Marynarka wojenna Kolumbii po raz pierwszy zatrzymała półzanurzalną, zdalnie sterowaną łódź do przemytu narkotyków - przekazały w środę miejscowe media. Bezzałogowa łódź przemytnicza była połączona z internetem przez system Starlink należący do Elona Muska.
Łódź zatrzymano 1 kwietnia, ale zostało to ogłoszone dopiero w środę podczas prezentacji nowej strategii walki z przemytem, w ramach której, pod wodzą Kolumbii, marynarki 62 państw mają się dzielić informacjami.
Półzanurzalna, bezzałogowa łódź przemytnicza świadczy, że gangi narkotykowe posługują się coraz bardziej zaawansowanymi technologiami, co stanowi zagrożenie dla międzynarodowego bezpieczeństwa morskiego - oceniła marynarka Kolumbii.
Według władz przechwycona łódź mogłaby przewozić 1,5 tony kokainy na odległość nawet ponad tysiąca kilometrów. Jest wyposażona w dwie anteny, dwie kamery i modem Starlink, co pozwala na komunikację i sterowanie jednostką w czasie rzeczywistym poprzez system satelitarny.
Dziennik "El Colombiano" podał, powołując się na anonimowe źródła, że w chwili zatrzymania na łodzi nie było narkotyków.
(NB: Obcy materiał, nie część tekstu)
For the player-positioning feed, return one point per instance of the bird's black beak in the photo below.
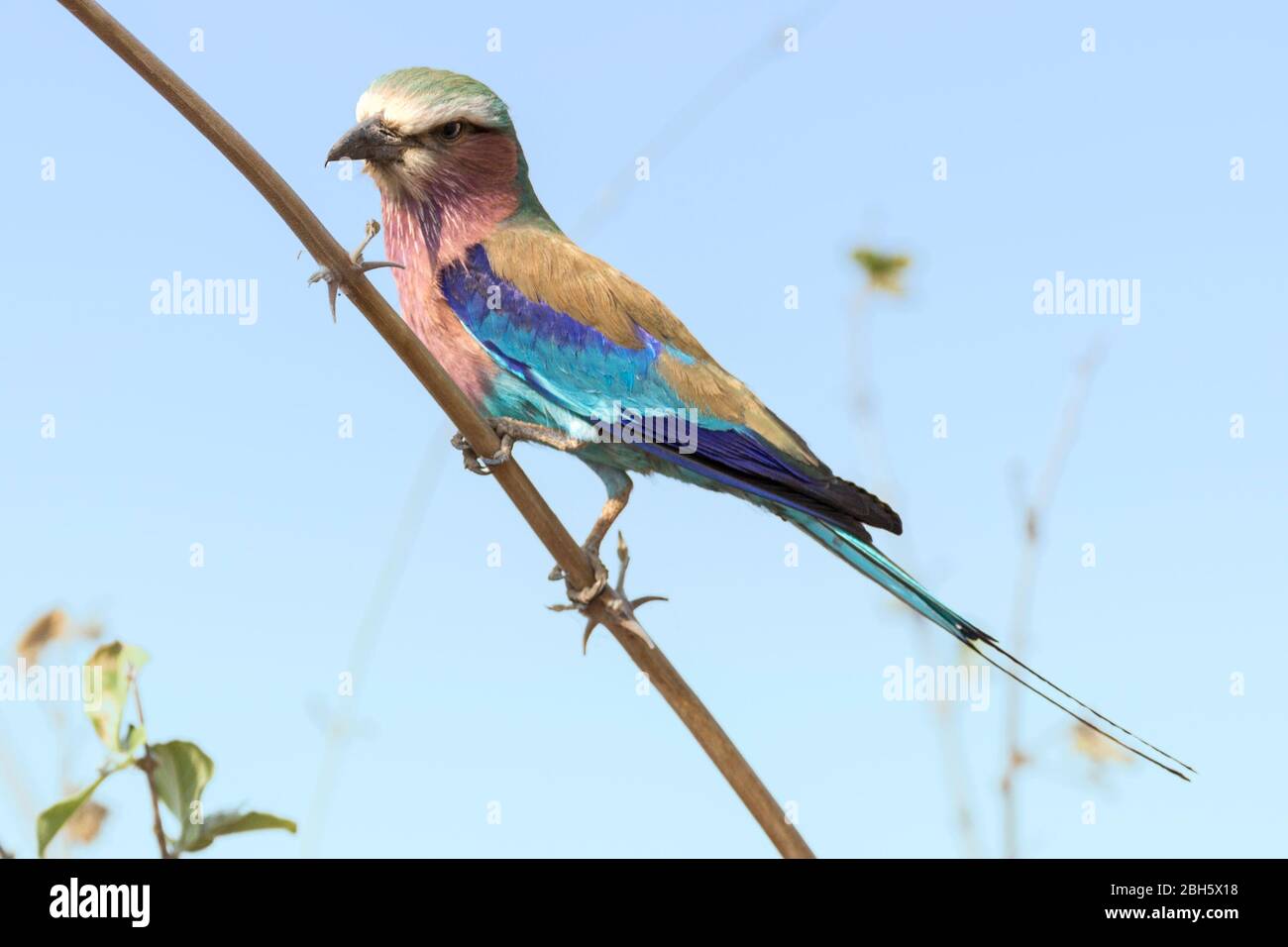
(370, 141)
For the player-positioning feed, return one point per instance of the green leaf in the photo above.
(232, 822)
(180, 776)
(112, 667)
(56, 814)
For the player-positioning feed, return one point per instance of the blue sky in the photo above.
(767, 167)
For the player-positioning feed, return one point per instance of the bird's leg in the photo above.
(618, 495)
(617, 602)
(334, 281)
(618, 486)
(510, 431)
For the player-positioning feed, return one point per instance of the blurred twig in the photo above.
(338, 727)
(1033, 514)
(149, 768)
(608, 608)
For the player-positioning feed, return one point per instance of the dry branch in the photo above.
(557, 539)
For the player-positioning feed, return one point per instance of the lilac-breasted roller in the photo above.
(559, 348)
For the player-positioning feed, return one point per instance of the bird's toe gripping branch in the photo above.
(510, 431)
(614, 598)
(335, 281)
(482, 466)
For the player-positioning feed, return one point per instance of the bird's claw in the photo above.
(616, 602)
(334, 282)
(482, 466)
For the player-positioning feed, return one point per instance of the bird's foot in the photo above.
(335, 282)
(614, 598)
(480, 464)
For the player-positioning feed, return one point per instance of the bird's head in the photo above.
(430, 136)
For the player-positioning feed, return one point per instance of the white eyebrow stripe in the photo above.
(412, 118)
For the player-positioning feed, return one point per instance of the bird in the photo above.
(558, 348)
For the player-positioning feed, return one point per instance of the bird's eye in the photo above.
(451, 131)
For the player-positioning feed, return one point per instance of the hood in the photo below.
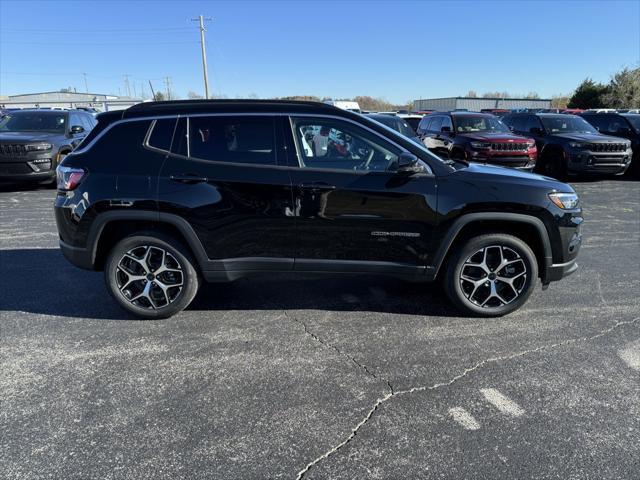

Badaczka z Instytutu Studiów na rzecz Rozwoju i Pokoju (Indepaz) Juana Cabezas powiedziała agencji AFP, że już w 2017 roku działające w Kolumbii meksykańskie kartele narkotykowe zaczęły zatrudniać inżynierów, by pracowali nad bezzałogowymi łodziami do przerzutu nielegalnych substancji.